By Jonathan Blumhofer
The Criers’ program pairs three composers one doesn’t always find together. As is likewise the norm with this group and their selections, everything somehow connects — and on multiple levels.
Not many unqualified good things have yet emerged out of the Covid pandemic. However, one small positive of these last months, at least as far as the performing arts are concerned, is the growing option of live- and on-demand streaming concert content. While necessarily unable to replicate the experience of in-person performance, one can, at the very least, sometimes catch up on some otherwise missed opportunities.

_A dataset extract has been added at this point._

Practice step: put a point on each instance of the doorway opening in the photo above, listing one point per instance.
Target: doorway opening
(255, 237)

Such was my experience with the chamber orchestra A Far Cry’s Emergence program, which was originally presented live on November 5 at New England Conservatory’s Jordan Hall. It’s now available to stream on the ensemble’s website through December 19.
The Criers’ program in it is typically eclectic, pairing three composers one doesn’t always find together: Lei Liang, Benjamin Britten, and Leoš Janáček. As is likewise the norm with this group and their selections, everything somehow connects — and on multiple levels.
Liang’s Verge is the concert’s breathtaking opener. Written around the time of the birth of the composer’s son, Albert, in 2009, the piece is at once a tribute to the newborn — there’s a heartbeat motive as well as a melodic line based on a musical transcription of his name — as well as a fascinating study in contemporary string techniques.
To be sure, there’s nothing easy or, on the surface, sweet about the demands Liang makes on his forces here. Rhythmic schemes are complex, harmonies dense. He explores a huge range of sonorities, from fragile, glassy textures to pungent cluster chords.
Yet there’s a wonderfully strong sense of shape and direction to the larger piece. Its structure boasts a Mozartian clarity. What’s more, many of the gestures Liang draws on beguile. The most conspicuous of these is a shimmering glissando figure that seems to evoke shooting stars.
The Criers’ performance, bracingly fresh and tightly focused, captures all of this, as well as the touching lyricism of Verge’s recurring keening theme.
They do more of the same in Zenas Hsu’s arrangement of Britten’s 1942 String Quartet no. 1. Though Britten’s score hails from a more familiar place, formally and harmonically, it shares more than a few commonalities with Verge. There is, for instance, a similar attention on musical space as well as contrasts of tone. This is perhaps most evident in the big first movement, with its floating, airy refrain that alternates with a vigorous, punching Allegro.
The Criers play it all with purpose. That opening movement — well directed, smartly balanced, texturally lucid — fits the larger ensemble impressively well. So do the slashing, dancing second and the gorgeous third, with its beautiful melodic lines and serene coda.
In the short finale, Hsu makes clever use of the big group, passing its dialoguing figure around the orchestra with unpredictable panache.
No such reorganization was necessary for Janáček’s 1877 Suite for Strings. Its six short movements evoke, to varying degrees, Grieg and Dvorak — but they regularly go their own, gloriously unpredictable way, too.
Here, the Criers boldly draw out the first movement’s divergences of snapping and lyrical characters. The second, pure-toned and iridescent, benefits from the group’s flexible phrasings.
Meanwhile, the bumptious third movement comes across with genial charm; the outer sections of the fourth drive as stormily as its central Andante glows.
In the fifth, hushed ensemble intensity frames some fervent cello solos while the finale’s tempestuous melodic lines surge.
In addition to the performance, the on-demand stream includes spoken introductions from Liang and Hsu discussing and (in the latter case) demonstrating their efforts. Sound quality is largely excellent and natural (a few relatively quiet episodes of microphone static notwithstanding), as is the videography.
A Far Cry’s Emergence is available to stream now through December 19. The group’s next performance, Flames to Ashes, features music by Yan Lancaster, Kevin Puts, and Jungyoon Wie, at 4 p.m. on December 18 at St. John’s Episcopal Church in Jamaica Plain.
Jonathan Blumhofer is a composer and violist who has been active in the greater Boston area since 2004. His music has received numerous awards and been performed by various ensembles, including the American Composers Orchestra, Kiev Philharmonic, Camerata Chicago, Xanthos Ensemble, and Juventas New Music Group. Since receiving his doctorate from Boston University in 2010, Jon has taught at Clark University, Worcester Polytechnic Institute, and online for the University of Phoenix, in addition to writing music criticism for the Worcester Telegram & Gazette.